Ante la parábola del destino para niños y niñas migrantes que viajan solos, se presenta una paradoja fascinante: la capacidad que tienen de adaptación, para encontrar un motivo para seguir adelante, aunque todo parezca en contra. Es como si llevaran en su interior un motor inquebrantable, una fuerza que los empuja a buscar ese lugar al que pueden llamar hogar, aunque no sepan bien dónde está, ni cómo llegarán allí.

Ante ese viaje aparentemente sin fin por un sendero que parece trazado por fuerzas invisibles, los niños, niñas y adolescentes migrantes que viajan solos, la vida es esa parábola, un destino que se curva y se enrosca, llevándolos lejos de lo conocido, de lo seguro, de lo que alguna vez llamaron hogar. Al final, la parábola es la lección que la vida les da diciendo que el camino es incierto.

Al observar a niños, niñas y adolescentes migrantes que viajan solos, uno no puede evitar sentir una mezcla de dolor y esperanza. Dolor por la infancia perdida en el camino, por la inocencia que se ve obligada a crecer demasiado rápido. Esperanza, porque a pesar de todo, estos pequeños continúan avanzando, buscando, soñando, recordándonos que, incluso en las circunstancias más difíciles, la humanidad persiste, se reinventa y sigue adelante.

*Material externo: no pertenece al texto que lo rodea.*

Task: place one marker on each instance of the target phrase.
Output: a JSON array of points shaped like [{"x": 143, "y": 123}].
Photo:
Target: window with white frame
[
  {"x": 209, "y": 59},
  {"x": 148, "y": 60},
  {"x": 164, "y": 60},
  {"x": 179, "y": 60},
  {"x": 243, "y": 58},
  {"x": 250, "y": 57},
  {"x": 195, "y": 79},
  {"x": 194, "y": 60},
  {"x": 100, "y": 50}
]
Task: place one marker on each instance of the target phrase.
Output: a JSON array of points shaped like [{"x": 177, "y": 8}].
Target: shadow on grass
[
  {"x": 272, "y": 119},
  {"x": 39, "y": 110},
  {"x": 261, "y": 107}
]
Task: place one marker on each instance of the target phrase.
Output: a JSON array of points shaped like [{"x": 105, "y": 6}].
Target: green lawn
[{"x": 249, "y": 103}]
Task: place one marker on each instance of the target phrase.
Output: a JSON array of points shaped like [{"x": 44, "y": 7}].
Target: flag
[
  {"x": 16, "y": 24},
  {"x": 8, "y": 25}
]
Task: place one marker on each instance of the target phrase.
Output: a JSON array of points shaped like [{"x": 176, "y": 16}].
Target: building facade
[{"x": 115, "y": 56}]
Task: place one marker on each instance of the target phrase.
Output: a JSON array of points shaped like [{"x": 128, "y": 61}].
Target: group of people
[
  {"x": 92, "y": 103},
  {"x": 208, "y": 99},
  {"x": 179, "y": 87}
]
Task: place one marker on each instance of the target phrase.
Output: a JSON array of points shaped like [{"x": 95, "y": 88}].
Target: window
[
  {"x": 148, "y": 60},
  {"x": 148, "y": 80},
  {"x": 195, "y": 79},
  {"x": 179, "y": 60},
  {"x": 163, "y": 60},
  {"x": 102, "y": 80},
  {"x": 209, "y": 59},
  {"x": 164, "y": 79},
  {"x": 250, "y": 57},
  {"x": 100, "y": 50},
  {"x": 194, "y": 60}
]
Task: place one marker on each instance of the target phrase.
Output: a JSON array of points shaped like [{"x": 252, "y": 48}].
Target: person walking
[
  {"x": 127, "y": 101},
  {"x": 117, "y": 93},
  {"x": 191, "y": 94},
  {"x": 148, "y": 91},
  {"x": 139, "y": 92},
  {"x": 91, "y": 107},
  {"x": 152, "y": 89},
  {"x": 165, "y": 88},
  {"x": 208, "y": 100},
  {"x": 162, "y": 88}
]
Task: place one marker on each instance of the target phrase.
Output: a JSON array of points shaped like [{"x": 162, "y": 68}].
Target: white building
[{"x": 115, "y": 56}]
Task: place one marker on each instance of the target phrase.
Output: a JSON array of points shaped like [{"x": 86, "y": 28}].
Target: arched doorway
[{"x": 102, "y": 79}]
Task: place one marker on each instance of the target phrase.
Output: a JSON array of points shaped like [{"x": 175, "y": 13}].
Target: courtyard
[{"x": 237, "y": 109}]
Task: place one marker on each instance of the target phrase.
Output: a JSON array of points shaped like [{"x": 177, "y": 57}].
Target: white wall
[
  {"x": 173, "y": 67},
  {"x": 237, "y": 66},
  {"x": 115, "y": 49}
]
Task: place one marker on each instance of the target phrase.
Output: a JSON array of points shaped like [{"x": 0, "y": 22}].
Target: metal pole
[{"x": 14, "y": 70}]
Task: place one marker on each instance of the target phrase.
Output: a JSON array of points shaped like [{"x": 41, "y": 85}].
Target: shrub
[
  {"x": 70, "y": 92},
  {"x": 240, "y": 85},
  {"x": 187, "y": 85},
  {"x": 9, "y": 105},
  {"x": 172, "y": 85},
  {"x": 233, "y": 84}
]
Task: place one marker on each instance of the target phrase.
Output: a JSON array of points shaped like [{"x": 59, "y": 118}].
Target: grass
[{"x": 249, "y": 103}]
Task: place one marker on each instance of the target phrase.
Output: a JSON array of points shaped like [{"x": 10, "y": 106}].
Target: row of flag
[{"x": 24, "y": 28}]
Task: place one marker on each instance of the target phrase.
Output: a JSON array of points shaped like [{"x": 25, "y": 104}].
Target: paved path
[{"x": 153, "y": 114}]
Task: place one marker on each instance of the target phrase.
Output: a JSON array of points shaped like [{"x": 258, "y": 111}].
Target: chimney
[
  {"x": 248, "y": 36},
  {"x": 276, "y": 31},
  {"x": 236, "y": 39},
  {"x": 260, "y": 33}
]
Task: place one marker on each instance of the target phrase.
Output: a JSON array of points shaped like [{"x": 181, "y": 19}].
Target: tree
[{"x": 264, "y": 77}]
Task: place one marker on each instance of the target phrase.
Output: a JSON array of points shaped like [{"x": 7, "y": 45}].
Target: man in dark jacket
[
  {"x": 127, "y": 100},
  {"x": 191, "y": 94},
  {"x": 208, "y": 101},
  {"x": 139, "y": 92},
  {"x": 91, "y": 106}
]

Convirtamos esa parábola del destino no solo en una historia de sufrimiento y pérdida, ayudemos a transformarla en una historia de crecimiento, de resiliencia, una historia sobre la capacidad infinita de los niños, niñas y adolescentes migrantes que viajan solos que les ayuda a adaptarse para seguir adelante. Sobre todo porque, en cada uno de ellos hay un destino que se entrelaza con la de miles de otros, creando un mosaico rico y complejo que nos muestra la verdadera esencia de lo que significa ser humano. Ayudémoslos a que, aunque el sol se esconda y las nubes se ciernan, ellos siempre tendrán la fuerza para girar y seguir adelante, para florecer en tierras nuevas bajo cielos desconocidos. Porque en su viaje, en su parábola, llevan consigo la esperanza de un destino mejor.

Ante esta parábola que viven los niños, niñas y adolescentes migrantes que viajan solos, que es más bien una línea quebrada llena de obstáculos y no esa curva esperanzadora que prometen las infancias felices, como adultos, tenemos un deber ineludible: actuar como puentes y no como barreras. Actuar como adultos que les enseñan el valor de sus propias historias, su cultura, su lengua y sus derechos humanos. Proveerles de herramientas para entender el mundo que los ha lanzado el éxodo y, sobre todo, convertirnos en su voz dentro de este mundo. Debemos señalar y narrar su tragedia y fortaleza, documentar su lucha y mantener viva su memoria en una sociedad que tiende a borrar o ignorar lo incómodo.

Explicarles que es válido sentir miedo, pero que nunca pierdan de vista lo más importante: su agencia propia, esa capacidad de elegir, luchar y seguir caminando. Ayudarles a que nunca olviden lo que han vivido, porque eso es lo que les da la fuerza para moldear su propio destino, uno que no se parezca a lo que otros quisieron imponerles.

Finalmente, como adultos, podemos incidir para enseñarles que su parábola del destino no es solo tragedia, que es posible reinventar el mundo para encontrar belleza incluso en los márgenes de la adversidad. Enseñarles que ellos tienen el poder de convertir lo irremediable en algo transformador, donde la vida nunca es solo lo que parece, que su destino puede ser una mezcla de lo inevitable y lo asombroso, de lo injusto y lo sublime. Enseñarles que el destino es como un viento que a veces nos empuja a lugares que no esperamos, pero que ellos tienen el poder de volar en esa brisa, como un pájaro que sigue las corrientes del cielo.

Óscar Bernardo Rivera García. Egresado de la IV promoción de doctorado en ciencias sociales, de la línea Globalización y Territorios, 2012-2015.